Dès la première loi sur le surendettement(1), les tribunaux acceptèrent le dépôt d’un dossier lorsque les difficultés étaient prévisibles sans être encore effectives. Par exemple, le tribunal d’instance de Toul jugea en ce sens le 9 avril 1990 pour un débiteur qui « honore toutes ses dettes au jour du jugement, mais dont la situation va s’aggraver lorsque sa concubine ne percevra plus d’allocations chômage ».
La loi, dans sa rédaction initiale comme aujourd’hui l’article L. 711-1 du code de la consommation, dispose que « la situation de surendettement est caractérisée par l’impossibilité manifeste de faire face à l’ensemble de ses dettes, professionnelles et non professionnelles, exigibles et à échoir ».
En pratique, cette démarche préventive n’est pas courante. Il faut dire que les commissions de surendettement peinent déjà à traiter le flot de dossiers que la succession de crises a généré. Mais on ne peut louer les mérites de la prévention et de l’anticipation tout en demandant à la personne prévoyante de revenir lorsqu’elle croulera sous les dettes et souvent les poursuites !
En 2021, les pouvoirs publics, inquiets des répercussions de la crise du Covid et des limites de la manne budgétaire (le « quoi qu’il en coûte »), ont souhaité réactiver l’approche préventive, que l’actuelle inflation rend d’autant plus pertinente. Dans une circulaire NOR ECOT 2105604C du 1er avril 2021, le ministère de l’Economie, des Finances et de la Relance indique : « Le fait que le débiteur ait été en mesure d’honorer ses engagements sans incident jusqu’au dépôt du dossier ne doit pas conduire à déclarer son irrecevabilité si l’examen de sa situation fait apparaître que des difficultés financières sont inévitables à brève échéance. » Voilà qui est dit ! Il ne reste plus aux commissions de surendettement que d’en prendre acte, pour peu qu’on le leur demande.
Les travailleurs sociaux ne doivent donc pas hésiter à saisir la commission de la Banque de France, le cas échéant en rappelant la circulaire précitée (même si elle n’a pas force de loi), avant que le désastre soit effectif. Au préalable, il est souhaitable de proposer à l’amiable un aménagement des dettes ou un moratoire à certains créanciers – en particulier les banques, les organismes de crédit, le Trésor public, éventuellement le bailleur si l’on est en situation d’honorer les loyers courants –, et ce, même si elles ne sont pas encore exigibles… Les demandes et les réponses seront jointes au dossier si les rééchelonnements éventuellement accordés ne suffisent pas à échapper au surendettement.
Cette méthode préventive n’est pas sans rappeler la possibilité offerte par l’article L. 314-20 du code de la consommation, qui permet au juge de suspendre le remboursement d’un emprunt sans frais ni intérêts supplémentaires à la charge de l’emprunteur.

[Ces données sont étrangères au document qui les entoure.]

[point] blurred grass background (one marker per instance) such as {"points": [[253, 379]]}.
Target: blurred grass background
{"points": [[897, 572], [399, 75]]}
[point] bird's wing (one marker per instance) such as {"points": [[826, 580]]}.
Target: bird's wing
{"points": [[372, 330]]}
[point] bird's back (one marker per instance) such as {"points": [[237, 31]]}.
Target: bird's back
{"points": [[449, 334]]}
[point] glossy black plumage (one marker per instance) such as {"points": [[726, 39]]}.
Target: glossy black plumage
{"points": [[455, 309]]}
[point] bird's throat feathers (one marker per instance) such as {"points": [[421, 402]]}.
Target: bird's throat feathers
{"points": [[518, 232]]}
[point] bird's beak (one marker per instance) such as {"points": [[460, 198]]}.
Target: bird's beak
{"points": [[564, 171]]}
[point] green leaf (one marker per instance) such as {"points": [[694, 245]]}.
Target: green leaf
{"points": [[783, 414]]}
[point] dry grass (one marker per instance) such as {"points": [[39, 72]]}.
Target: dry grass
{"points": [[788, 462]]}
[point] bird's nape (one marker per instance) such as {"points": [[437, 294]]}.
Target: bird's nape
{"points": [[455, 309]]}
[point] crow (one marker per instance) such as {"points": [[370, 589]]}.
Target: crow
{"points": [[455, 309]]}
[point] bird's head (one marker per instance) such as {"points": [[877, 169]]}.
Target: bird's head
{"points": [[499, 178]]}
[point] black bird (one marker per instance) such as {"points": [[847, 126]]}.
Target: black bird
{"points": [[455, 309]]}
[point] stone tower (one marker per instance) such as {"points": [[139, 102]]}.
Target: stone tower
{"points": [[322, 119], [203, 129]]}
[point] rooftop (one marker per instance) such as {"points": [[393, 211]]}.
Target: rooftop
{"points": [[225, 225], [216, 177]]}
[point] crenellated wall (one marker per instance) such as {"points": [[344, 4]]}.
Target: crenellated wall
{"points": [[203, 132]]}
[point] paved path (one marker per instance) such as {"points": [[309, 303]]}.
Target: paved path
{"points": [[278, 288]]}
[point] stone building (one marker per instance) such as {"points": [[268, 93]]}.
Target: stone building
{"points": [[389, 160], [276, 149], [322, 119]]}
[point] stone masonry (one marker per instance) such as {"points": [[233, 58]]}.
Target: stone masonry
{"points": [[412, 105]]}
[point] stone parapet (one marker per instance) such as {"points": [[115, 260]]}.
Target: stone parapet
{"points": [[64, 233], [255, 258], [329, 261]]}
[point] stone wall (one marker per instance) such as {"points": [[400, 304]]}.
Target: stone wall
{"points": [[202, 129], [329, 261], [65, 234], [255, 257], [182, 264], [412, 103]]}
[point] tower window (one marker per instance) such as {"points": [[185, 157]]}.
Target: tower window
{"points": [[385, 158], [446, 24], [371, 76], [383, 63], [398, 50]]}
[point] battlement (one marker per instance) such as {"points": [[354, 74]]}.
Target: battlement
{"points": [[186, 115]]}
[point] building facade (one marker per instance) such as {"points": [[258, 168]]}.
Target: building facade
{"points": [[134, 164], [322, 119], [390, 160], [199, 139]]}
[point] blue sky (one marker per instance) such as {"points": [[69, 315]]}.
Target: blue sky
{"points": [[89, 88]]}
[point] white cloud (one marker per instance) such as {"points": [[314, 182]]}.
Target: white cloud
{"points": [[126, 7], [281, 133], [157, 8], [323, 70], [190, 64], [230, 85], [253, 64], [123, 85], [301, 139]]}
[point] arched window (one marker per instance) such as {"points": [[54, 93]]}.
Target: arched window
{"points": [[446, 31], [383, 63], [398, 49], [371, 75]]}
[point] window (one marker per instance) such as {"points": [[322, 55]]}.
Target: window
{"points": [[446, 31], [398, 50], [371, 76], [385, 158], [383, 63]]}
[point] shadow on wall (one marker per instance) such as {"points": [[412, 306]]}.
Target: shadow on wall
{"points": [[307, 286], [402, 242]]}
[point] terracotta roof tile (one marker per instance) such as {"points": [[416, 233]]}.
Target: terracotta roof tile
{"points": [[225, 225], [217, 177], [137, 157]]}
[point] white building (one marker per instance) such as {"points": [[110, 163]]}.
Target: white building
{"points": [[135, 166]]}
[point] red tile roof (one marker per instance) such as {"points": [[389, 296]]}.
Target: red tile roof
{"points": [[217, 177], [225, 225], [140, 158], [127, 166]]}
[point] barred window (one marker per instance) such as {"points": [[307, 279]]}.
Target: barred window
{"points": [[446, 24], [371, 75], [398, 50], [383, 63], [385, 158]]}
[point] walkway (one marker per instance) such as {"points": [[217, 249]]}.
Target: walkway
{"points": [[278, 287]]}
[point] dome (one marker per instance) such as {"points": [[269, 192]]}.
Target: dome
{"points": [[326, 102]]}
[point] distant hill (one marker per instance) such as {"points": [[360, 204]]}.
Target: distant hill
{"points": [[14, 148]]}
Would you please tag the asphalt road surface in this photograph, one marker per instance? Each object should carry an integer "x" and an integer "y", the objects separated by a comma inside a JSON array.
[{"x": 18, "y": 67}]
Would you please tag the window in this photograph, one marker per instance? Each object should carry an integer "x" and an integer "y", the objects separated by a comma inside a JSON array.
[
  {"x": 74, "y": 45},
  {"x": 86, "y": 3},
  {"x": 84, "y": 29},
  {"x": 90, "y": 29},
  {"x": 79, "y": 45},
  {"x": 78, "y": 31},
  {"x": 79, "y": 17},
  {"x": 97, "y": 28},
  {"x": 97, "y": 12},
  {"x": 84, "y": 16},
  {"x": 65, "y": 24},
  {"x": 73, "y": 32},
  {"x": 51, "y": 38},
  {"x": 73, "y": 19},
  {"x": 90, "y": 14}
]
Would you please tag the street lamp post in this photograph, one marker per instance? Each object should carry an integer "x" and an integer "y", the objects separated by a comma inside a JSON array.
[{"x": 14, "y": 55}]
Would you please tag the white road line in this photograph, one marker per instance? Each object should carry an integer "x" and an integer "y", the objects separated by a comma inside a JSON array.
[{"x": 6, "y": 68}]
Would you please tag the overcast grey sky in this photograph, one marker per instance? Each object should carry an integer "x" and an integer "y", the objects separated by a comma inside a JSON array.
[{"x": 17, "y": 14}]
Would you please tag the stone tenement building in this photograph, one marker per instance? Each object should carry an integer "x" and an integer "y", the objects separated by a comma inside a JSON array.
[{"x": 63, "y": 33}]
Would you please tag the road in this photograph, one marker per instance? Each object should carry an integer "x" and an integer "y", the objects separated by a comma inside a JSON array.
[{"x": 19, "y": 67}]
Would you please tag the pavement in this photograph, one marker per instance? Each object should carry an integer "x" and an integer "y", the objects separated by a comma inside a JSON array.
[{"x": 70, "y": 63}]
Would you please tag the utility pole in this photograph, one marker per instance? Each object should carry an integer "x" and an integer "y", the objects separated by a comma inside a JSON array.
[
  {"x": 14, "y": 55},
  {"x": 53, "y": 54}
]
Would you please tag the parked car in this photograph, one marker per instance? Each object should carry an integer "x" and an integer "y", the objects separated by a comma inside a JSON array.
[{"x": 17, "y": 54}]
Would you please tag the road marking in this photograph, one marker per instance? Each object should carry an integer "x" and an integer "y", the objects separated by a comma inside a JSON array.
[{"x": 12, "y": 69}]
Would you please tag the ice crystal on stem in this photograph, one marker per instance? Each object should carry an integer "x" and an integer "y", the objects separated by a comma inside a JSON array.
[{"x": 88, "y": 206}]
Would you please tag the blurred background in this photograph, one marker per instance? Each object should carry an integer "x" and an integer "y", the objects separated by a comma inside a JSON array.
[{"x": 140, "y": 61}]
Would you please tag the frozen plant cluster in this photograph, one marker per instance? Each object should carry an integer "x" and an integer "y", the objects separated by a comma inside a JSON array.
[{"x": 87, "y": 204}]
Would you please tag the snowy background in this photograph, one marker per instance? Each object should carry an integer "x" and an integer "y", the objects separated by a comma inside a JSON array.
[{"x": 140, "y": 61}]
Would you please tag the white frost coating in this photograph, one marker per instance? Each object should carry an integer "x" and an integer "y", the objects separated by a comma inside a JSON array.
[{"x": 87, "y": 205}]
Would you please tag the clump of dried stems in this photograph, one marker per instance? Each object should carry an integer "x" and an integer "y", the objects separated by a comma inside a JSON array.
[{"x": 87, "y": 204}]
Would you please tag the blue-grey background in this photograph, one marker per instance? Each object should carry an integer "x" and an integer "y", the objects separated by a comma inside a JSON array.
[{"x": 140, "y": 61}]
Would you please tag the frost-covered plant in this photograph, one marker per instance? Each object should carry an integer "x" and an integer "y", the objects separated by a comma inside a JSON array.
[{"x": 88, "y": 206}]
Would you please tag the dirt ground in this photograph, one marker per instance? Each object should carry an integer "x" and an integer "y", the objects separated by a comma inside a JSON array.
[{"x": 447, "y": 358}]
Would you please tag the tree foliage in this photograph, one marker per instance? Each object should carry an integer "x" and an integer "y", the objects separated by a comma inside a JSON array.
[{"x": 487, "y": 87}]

Plus généralement, le droit s’avère souvent être un outil redoutable dans les relations entre créanciers et débiteurs, mais les travailleurs sociaux qui accompagnent ces derniers ne peuvent pas (toujours) s’appuyer sur des services juridiques de pointe, comme ceux des banques ou des entreprises de télécommunication. On entend souvent qu’on trouve tout sur Internet et maintenant sur ChatGPT, ce qui n’est pas exact dans des disciplines où l’interprétation est reine. Mais, surtout, trouver la bonne réponse implique de poser d’abord la bonne question : « Peut-on déposer un dossier de surendettement à titre préventif ? » Eh bien oui !
(1) Loi « Neiertz » du 31 décembre 1989 relative à la prévention et au règlement des difficultés liées au surendettement des particuliers et des familles.